While this is a post I wrote about play performances with children, it is really about far more. Oh, yes! It is about believing and taking risks. It is about freedom and encouragement. It’s my philosophy of teaching.
Paying attention to children and what they like is the key to their greatest learning experiences. It’s called emergent curriculum, and this is much like how it happens:
“Imagine being on a quest with a group of children, walking through the woods, and suddenly discovering something shiny on the ground. You pause to look, brush away the dirt and leaves, and uncover a hatch. You stop, knowing the excitement is just the beginning, and ask questions. Oh, those “W” questions lead to hours of wondering and predictions. At last, you open the hatch and discover there is no darkness. There is light and a beautiful stairway, leading to the joy of learning.”
In order for emergent curriculum to happen like this, I have to be open and let my instincts be my guide. Of course, it is the children who always start the ball rolling. And, a play performance can often be that shiny hatch, what the children want when they are involved in learning.
We studied Fairy Tales recently; reading stories, telling stories, writing stories, using props, learning about different characters. The children deemed Goldilocks a “not-listener”. They were right. We then voted on the Fairy Tales we liked the best, and one was The Three Little Pigs.
The children were interested in the story and the characters. After reading different versions, we debated on what the wolf really did. Did he eat the pigs, or did each pig rush to the house of his brother when the wolf was huffing-and-puffing? Hands down, the popular choice was the pigs running away. So, the only thing left to do, in order to make this thinking and studying work, was to become the characters ourselves. That meant a play performance.
After all, isn’t that what a good book ultimately does? The reader becomes the characters.
Costumes? Oh, no. The only thing we needed were the pig’s houses.
We placed the straw house and the stick house atop our classroom tables, and the brick house alongside our loft. Children chose to be pigs, wolves, and sellers. Then, I stood back and watched amazing things happen.
Jayden, one of the quiet and younger children, and only three-and-a-half years old, decided to be a seller. When the pigs came to buy his straw, he belted out, “I don’t think that’s a good idea!” When the next group of pigs came to buy his sticks, he said, “That is NOT a good idea”, with the confidence and determination of a real seller of sticks. I could hardly believe it.
Wolves and pigs nailed the words they wanted to say, and became the characters. Even the old sow, the mother pig, had a grand performance.
Why did this play work? There were no costumes, no set lines to say, just the children wanting, needing to do this in order to go along that stairway in the light, under the hatch.

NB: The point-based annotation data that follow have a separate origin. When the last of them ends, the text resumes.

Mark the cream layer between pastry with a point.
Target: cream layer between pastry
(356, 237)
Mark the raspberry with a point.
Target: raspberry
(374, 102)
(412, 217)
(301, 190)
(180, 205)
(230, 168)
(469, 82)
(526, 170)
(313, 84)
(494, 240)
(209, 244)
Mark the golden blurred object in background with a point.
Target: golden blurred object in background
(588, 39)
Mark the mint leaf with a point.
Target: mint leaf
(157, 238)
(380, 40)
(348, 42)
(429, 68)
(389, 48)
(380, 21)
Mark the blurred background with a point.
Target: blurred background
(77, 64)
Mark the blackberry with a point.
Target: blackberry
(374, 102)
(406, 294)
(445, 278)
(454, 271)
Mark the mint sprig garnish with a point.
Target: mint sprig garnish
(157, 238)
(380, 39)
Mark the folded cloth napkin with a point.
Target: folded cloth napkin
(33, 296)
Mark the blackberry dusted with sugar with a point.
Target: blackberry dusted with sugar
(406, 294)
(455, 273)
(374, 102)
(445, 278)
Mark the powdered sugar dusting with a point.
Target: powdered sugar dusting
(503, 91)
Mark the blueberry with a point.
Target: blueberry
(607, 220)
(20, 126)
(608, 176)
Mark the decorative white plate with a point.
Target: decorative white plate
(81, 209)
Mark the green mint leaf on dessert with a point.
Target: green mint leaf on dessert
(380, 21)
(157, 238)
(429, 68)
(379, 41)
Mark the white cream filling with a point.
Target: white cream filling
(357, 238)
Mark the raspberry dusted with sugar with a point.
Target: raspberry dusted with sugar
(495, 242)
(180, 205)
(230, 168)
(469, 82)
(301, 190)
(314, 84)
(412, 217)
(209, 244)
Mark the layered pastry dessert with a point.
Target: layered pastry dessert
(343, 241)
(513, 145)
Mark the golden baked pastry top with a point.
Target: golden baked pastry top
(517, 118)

I have watched far too many plays with nervous children worrying if they mess-up their lines, and plays that focus on the costumes. It makes me sad. It has nothing to do with learning and developing self-esteem. What do children really need to experience? Self-esteem, bravery, and joy. Those will be their foundation. I know this to be true; it all started with Kevin…

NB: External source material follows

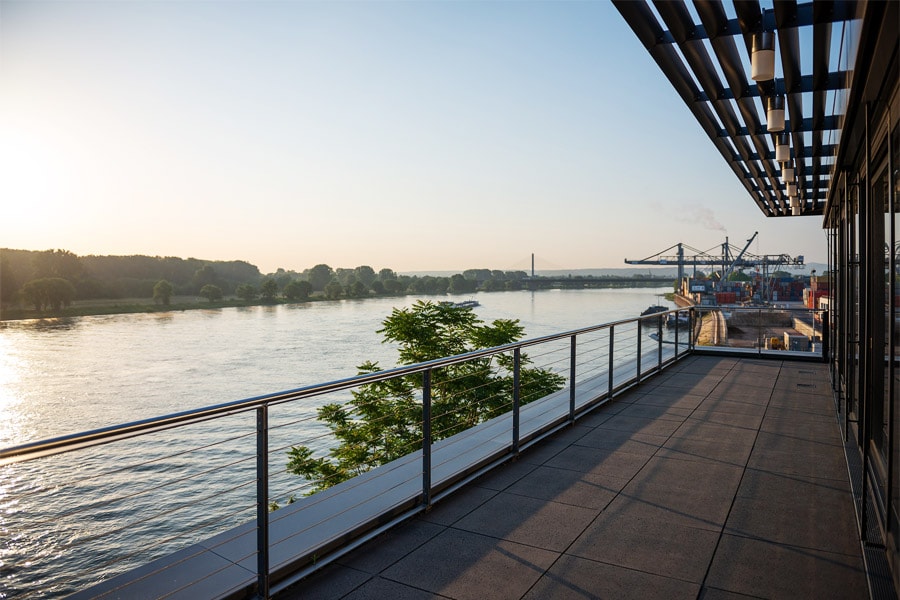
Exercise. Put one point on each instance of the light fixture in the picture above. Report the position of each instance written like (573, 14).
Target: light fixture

Kevin was what teachers refer to as an “observer”, a child who watches others, usually at a bit of a distance. He was painfully shy. Even talking with his teachers was not easy for him. Kevin was in my summer camp group, and we did a play performance at the end of each camp session. Kevin decided he wanted to be a dog in the play. We sneaked into the storage room so children could pick anything they wanted to make their own costume. Kevin found a piece of brown card stock paper, cutting out a small triangle.

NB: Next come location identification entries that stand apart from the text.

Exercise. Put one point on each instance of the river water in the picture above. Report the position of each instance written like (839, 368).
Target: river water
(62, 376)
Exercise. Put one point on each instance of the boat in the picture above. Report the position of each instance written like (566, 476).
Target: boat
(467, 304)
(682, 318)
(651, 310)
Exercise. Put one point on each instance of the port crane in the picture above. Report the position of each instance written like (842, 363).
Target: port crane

“It’s my tail”, he exclaimed with a satisfied look on his face. “Do you need anything else?” I asked. “No, I’m all set.”
When the play began, Kevin walked onto that stage with tall shoulders and a big smile. Of course, no one could see the tail, but that didn’t matter. Kevin knew it was there. He was terrific in the play. We did another play, with children wanting to sing “The Star-Spangled Banner.” That is one difficult song! Yet, the group was sure, mainly because one boy was quite a gifted singer. The plan was to have him in the front, and the other children behind him holding the American flag. We practiced. It worked.
As we lined up behind the curtain, ready to begin, the boy panicked and refused to sing. He was in tears. Before I had a moment to help out, Kevin stepped forward and quietly said he would sing. Kevin! He was wonderful. The audience cried silent tears.
That’s what happens when children have the freedom to be, and the support to ‘just do it’.
Today Kevin is in a top college, a math and science guy. He wears a big smile, and he has a knowing warmth about him, much like someone who has had a few life experiences under their belt. He has, indeed.